Spatial resolution matters

Authors: Peter Rodriguez, Hugo Thierry, Yiyi Zhang, Amanda Schwantes

Introduction

We often need detailed data to detect change. In this example, we discuss why we need data at finer pixel sizes to detect forest losses and gains.

When we change the spatial resolution of a pixel, we change the number and type of elements (for example land cover types) that compose it. This can impact the results of our studies, especially those where we attempt to classify pixels based on their composition.

Created by Amanda Schwantes and Peter Rodriguez

Case study

In the figure below, we show two major forest disturbance agents (panel a) and the results of a geospatial trend analysis (panel b to d) over a relatively small study area (26,000 ha) located along the northern boundary of Algonquin Provincial Park (Ontario). The greenness of forests, as measured by the Normalized Difference Vegetation Index (NDVI), shows trend breakpoints over an 18-year long period (2003-2020). Trend breakpoints refer to structural (abrupt) changes in the trend line of a measurement. Trend breakpoints can be positive or negative and can result from natural or anthropogenic disturbances.

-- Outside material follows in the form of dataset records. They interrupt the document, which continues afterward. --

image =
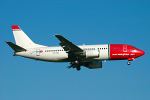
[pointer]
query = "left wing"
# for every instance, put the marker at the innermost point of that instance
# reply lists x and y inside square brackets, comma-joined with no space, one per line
[67,45]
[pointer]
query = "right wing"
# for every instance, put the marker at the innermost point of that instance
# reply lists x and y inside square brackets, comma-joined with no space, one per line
[67,45]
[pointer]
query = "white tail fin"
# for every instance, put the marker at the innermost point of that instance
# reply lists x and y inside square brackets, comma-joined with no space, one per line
[22,39]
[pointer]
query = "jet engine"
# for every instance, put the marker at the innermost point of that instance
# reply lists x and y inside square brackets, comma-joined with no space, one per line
[90,54]
[95,65]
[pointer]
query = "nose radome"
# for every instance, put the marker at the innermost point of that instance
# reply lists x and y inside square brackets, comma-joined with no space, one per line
[142,52]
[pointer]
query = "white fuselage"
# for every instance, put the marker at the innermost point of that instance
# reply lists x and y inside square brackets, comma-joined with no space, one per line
[57,54]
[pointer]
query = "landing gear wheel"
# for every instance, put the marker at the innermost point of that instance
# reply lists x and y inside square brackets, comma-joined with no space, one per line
[78,68]
[128,63]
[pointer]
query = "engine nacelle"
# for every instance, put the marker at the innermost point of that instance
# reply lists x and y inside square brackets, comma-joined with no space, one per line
[92,54]
[95,65]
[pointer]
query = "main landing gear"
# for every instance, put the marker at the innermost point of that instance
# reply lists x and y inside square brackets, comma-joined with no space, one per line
[128,63]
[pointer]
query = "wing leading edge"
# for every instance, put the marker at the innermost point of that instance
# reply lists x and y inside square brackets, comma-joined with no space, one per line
[67,45]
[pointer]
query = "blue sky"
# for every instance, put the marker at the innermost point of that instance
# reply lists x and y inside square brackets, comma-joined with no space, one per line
[82,22]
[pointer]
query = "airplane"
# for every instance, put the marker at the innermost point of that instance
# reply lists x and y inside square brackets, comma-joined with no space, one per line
[90,56]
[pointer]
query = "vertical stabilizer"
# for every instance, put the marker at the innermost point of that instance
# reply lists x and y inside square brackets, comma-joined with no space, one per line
[22,39]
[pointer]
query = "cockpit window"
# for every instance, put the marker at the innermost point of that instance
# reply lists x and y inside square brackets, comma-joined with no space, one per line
[134,48]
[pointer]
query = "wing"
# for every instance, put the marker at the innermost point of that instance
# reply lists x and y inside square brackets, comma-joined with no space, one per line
[67,45]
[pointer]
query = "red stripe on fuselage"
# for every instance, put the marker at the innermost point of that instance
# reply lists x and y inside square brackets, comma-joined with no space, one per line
[123,51]
[15,27]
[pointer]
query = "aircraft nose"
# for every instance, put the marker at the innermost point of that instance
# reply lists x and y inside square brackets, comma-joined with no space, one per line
[141,52]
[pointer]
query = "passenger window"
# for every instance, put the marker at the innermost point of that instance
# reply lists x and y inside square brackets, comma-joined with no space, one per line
[134,48]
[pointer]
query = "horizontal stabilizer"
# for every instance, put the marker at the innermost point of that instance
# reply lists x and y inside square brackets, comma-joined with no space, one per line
[15,47]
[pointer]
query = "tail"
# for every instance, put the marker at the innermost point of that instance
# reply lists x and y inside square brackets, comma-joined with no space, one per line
[22,39]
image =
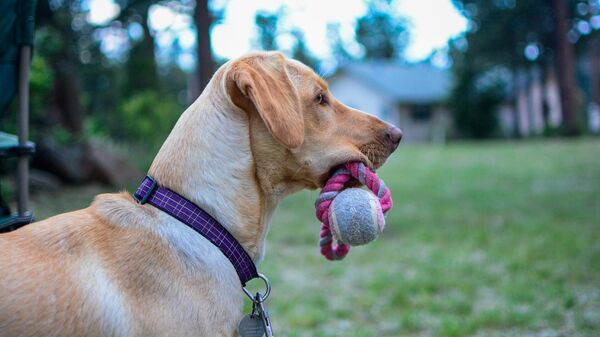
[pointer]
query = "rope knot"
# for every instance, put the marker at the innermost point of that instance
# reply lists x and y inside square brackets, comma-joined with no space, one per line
[355,171]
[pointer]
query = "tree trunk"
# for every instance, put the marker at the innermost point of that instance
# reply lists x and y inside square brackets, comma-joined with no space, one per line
[595,69]
[66,93]
[141,65]
[204,62]
[564,62]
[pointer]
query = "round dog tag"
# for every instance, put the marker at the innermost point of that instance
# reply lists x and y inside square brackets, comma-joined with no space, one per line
[251,326]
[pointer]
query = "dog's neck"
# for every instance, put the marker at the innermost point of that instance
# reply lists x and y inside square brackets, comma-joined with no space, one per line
[208,159]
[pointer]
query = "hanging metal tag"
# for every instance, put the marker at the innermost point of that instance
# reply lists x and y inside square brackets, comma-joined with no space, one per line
[251,326]
[264,315]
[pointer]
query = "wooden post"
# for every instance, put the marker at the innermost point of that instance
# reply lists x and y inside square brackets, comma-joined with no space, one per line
[23,128]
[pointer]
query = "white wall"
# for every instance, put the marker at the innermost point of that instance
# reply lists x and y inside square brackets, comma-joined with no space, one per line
[360,96]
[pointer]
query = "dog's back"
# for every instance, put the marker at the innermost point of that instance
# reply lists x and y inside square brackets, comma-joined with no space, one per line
[39,251]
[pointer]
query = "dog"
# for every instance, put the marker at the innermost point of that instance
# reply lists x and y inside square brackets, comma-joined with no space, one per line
[264,127]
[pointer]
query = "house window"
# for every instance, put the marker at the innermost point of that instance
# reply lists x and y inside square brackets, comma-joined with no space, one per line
[421,113]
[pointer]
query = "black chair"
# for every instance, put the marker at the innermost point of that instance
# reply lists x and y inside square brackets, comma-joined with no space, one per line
[16,40]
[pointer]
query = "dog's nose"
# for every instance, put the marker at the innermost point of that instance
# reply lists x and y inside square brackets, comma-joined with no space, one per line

When using satellite derived (MODIS sensor) NDVI at a 250 m (16-day) resolution (panel b) we find 312 different trend breakpoints in the data. Most of these are negative breakpoints (orange color pixels), meaning that some forest areas have experienced important abrupt decreases in greenness at some point in time. However, there are also some forest areas that have seen significant abrupt increases (turquoise color pixels) in greenness at a point in time. When a 500 m (16-day) resolution NDVI is used instead (panel c), the number of breakpoints drops to 71. Similarly, when a 1 km (16-day) resolution NDVI is used (panel d), the number of breakpoints further decreases to 17.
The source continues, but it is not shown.